Fanny Caputo, Ph.D. – Laboratoire National de Métrologie et d’Essais

Please tell us about your background: where you grew up, studied, and why you chose the field you did.

I am a passionate material scientist. I grew up in Rome, Italy, where I studied until receiving my Ph.D. - a lazy student studying close to home back then! Since then I have relocated several times: first Switzerland, then France, Norway and now back in France. I have been traveling many kilometres (and on many airplanes!) to reconcile my passion for science with my personal life.

I chose to study material science after by chance, on a Saturday evening about 15 years ago, I viewed a TV broadcast by a famous Italian journalist—Piero Angela—that described the power and promise of materials science and of nanomaterials. My primary focus was the use of nanomaterials in medicine. And now, after living through years of scepticism regarding the practical utility of nanomedicine, I am very proud to see that the efforts of our community are literally saving the world from a pandemic, with the advent of novel lipid nanoparticle-based COVID-19 vaccines.

What does your current position entail? How does it tie into your previous experience, and where is it going?
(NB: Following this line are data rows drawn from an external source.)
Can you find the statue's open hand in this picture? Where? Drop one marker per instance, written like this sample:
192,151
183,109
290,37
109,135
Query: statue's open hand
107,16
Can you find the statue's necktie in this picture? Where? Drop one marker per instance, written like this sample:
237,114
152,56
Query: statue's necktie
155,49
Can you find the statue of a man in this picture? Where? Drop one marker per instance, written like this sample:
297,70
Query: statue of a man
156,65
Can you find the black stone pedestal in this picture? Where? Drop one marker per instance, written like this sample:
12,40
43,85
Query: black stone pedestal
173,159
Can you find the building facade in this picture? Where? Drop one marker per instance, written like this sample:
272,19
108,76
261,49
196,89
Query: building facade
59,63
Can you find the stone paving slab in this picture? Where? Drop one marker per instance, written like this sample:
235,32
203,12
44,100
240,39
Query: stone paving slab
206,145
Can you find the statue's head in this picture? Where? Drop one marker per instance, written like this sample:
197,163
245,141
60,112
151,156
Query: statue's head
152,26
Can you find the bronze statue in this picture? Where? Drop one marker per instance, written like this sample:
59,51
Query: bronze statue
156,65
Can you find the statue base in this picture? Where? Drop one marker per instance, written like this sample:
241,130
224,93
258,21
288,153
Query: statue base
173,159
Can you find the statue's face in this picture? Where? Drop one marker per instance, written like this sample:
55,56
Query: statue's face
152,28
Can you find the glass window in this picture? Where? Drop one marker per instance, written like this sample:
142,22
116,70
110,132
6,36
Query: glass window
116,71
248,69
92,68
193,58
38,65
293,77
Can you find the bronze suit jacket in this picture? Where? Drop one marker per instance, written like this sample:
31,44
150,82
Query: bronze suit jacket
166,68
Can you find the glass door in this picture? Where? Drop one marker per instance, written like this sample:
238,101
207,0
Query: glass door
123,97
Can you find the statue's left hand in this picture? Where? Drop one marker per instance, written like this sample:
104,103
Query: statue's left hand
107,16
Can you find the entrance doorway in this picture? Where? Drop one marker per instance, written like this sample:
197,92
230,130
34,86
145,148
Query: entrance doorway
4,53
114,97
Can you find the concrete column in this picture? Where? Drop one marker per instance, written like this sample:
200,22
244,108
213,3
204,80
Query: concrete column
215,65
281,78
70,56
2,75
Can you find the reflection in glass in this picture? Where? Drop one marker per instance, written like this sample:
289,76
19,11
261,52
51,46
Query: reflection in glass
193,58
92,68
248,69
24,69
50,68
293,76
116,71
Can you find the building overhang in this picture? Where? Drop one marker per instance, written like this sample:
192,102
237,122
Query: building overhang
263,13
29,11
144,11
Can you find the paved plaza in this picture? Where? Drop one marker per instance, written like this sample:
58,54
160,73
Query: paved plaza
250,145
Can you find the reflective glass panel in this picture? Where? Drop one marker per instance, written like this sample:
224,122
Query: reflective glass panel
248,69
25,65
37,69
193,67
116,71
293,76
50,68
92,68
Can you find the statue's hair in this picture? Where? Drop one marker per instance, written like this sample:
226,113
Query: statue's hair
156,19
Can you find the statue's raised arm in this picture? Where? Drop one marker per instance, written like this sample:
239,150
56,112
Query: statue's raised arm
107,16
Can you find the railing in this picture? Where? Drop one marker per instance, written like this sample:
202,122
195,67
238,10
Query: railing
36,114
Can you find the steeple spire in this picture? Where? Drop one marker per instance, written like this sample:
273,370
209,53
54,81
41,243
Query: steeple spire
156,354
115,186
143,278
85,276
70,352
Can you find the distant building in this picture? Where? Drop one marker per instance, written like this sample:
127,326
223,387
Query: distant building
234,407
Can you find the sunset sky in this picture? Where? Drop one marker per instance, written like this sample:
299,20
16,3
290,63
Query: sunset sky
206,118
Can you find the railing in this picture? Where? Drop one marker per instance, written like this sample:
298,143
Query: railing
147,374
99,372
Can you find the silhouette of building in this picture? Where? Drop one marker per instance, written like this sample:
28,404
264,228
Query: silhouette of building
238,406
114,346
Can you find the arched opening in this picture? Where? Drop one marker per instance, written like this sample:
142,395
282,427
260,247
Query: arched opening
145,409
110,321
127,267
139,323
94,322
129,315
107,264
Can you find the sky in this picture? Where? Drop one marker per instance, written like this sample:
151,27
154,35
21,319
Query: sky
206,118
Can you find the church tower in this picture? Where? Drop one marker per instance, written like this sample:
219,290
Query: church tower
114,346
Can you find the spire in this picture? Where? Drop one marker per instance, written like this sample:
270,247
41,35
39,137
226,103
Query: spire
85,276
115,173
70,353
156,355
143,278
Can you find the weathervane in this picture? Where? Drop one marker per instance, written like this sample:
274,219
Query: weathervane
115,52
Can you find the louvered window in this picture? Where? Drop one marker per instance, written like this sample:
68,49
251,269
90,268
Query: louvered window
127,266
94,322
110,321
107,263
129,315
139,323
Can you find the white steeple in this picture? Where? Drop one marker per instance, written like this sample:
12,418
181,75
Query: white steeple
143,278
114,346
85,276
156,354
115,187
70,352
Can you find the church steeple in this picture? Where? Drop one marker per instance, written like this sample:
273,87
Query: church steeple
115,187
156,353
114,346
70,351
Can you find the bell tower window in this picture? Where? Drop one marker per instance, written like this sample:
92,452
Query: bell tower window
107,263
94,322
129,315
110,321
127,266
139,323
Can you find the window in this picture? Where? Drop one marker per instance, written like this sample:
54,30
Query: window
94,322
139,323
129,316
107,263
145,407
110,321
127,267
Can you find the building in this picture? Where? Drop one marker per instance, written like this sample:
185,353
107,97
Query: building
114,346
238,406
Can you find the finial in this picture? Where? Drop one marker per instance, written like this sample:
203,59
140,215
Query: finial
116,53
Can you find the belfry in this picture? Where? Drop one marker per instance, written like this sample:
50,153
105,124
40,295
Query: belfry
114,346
I am currently working for the Laboratoire National de Métrologie et d'Essais (LNE)—the French metrology institute—where my mission is to support development of advanced (nano)materials and drug products containing nanomaterials via measurement science and standards. Basically this means providing reliable methods to measure the properties of nanomaterials in the service of the scientific community, industry and regulators. For example, we are developing standards to detect the presence of nanomaterials in food, and also methods to test the safety and efficacy of innovative drug products containing nanomaterials.

During my PhD work I researched the effect of certain nanoparticles used as co-adjuvant for cancer treatment. There I realised that if we want to make a real impact, academia needs access to knowledge, controlled experiments and standards as a basis for developing reliable science data. If your goal is, as says the motto of one of my former employers (SINTEF, Trondheim, Norway), “technology for a better society”, you need to have complete confidence in your results. This is why I decided to invest my career in measurement science and best measurement practices applied to nanomaterials.
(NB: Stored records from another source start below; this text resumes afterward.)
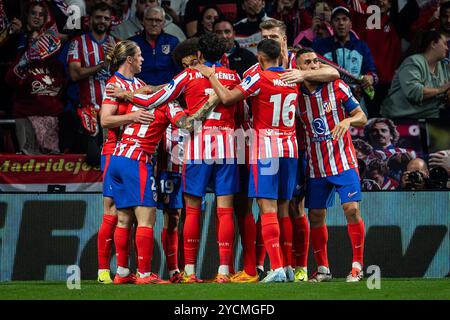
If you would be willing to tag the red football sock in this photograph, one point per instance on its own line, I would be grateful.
(144, 244)
(356, 234)
(301, 241)
(319, 239)
(172, 249)
(181, 252)
(225, 234)
(271, 235)
(122, 244)
(286, 240)
(164, 240)
(247, 229)
(191, 234)
(105, 239)
(260, 248)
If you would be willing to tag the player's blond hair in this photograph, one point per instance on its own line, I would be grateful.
(122, 50)
(273, 23)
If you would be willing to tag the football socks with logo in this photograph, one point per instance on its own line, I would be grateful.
(260, 248)
(105, 240)
(191, 235)
(286, 239)
(319, 239)
(271, 235)
(144, 244)
(356, 234)
(122, 244)
(300, 241)
(225, 234)
(247, 229)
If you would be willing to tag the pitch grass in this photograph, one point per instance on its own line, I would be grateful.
(391, 289)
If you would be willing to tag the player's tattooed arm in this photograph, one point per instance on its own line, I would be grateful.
(201, 114)
(149, 89)
(357, 119)
(209, 105)
(119, 93)
(323, 74)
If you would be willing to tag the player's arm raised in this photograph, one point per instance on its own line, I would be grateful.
(226, 96)
(323, 74)
(188, 122)
(357, 119)
(109, 118)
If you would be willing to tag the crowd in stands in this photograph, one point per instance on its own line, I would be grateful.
(53, 70)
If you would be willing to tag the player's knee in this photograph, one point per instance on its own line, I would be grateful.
(352, 213)
(316, 218)
(174, 219)
(109, 207)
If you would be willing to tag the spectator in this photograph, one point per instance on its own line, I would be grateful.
(238, 58)
(348, 51)
(420, 88)
(248, 34)
(133, 25)
(440, 159)
(378, 171)
(382, 135)
(384, 44)
(364, 151)
(435, 16)
(87, 67)
(295, 17)
(176, 9)
(321, 27)
(206, 19)
(36, 76)
(156, 47)
(416, 176)
(229, 9)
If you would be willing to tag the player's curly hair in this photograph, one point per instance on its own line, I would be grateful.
(122, 50)
(273, 23)
(27, 10)
(270, 48)
(392, 129)
(211, 46)
(188, 47)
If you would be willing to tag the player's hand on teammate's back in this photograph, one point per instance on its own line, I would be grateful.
(367, 81)
(115, 91)
(292, 76)
(142, 116)
(204, 70)
(340, 129)
(440, 159)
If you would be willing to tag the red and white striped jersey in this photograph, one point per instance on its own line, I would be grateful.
(122, 107)
(273, 104)
(292, 64)
(86, 50)
(171, 149)
(216, 139)
(320, 111)
(139, 141)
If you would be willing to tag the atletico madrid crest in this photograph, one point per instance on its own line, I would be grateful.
(165, 48)
(327, 106)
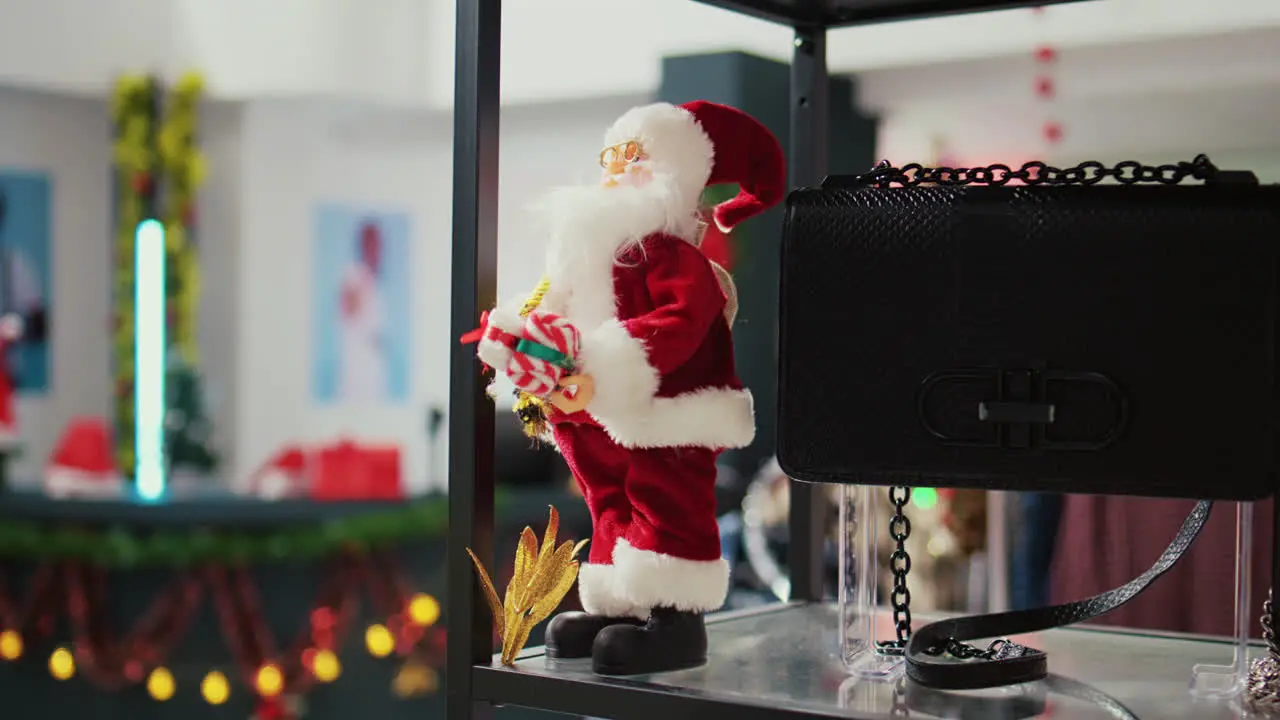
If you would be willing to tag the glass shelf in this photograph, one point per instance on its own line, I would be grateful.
(782, 662)
(840, 13)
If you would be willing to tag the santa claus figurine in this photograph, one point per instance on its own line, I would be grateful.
(653, 396)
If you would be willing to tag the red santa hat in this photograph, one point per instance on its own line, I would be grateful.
(284, 474)
(82, 463)
(702, 144)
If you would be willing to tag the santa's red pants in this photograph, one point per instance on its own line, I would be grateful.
(656, 542)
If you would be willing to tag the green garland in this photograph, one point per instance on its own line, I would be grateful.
(133, 110)
(120, 547)
(183, 172)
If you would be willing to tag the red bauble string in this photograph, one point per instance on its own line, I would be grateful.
(1045, 87)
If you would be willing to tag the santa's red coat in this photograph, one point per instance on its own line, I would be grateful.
(663, 365)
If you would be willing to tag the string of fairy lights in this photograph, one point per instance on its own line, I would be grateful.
(140, 657)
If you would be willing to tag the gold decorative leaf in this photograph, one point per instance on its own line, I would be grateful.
(548, 574)
(548, 604)
(540, 579)
(489, 592)
(552, 531)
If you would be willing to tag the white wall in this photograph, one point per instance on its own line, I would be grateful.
(1152, 98)
(69, 139)
(401, 51)
(297, 154)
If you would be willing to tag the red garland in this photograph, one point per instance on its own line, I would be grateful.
(115, 664)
Our work on liposome analysis at CEA Grenoble with Wyatt’s Eclipse/DAWN system, and on LNP-mRNA analysis at SINTEF testing various multi-detector AF4 systems, will lead to the first approved MD-AF4 standard protocol for nanomedicines.

In what context did you first learn about light scattering and Wyatt instruments?

I learned about multi-angle light scattering coupled to asymmetric-flow field-flow fractionation (AF4-MALS) during my postdoctoral work in CEA Grenoble under the auspices of the European Nanomedicine Characterization Laboratory infrastructure (EUNCL). I had many wonderful “teachers” that introduced me to the beauty (and burdens) of the field-flow fractionation-related methods. My thanks to Isabelle AM Worms and Sylvie Motellier, Jeffrey Clogston (NCI-NCL-Frederick-USA), Luigi Calzolai and Dora Mehn (Joint Research Centre of the European Commission-Ispra)! My mission—to develop standard operating procedures and measurements standards for the community—started by developing a protocol to measure liposomal formulations on a Wyatt Eclipse FFF system.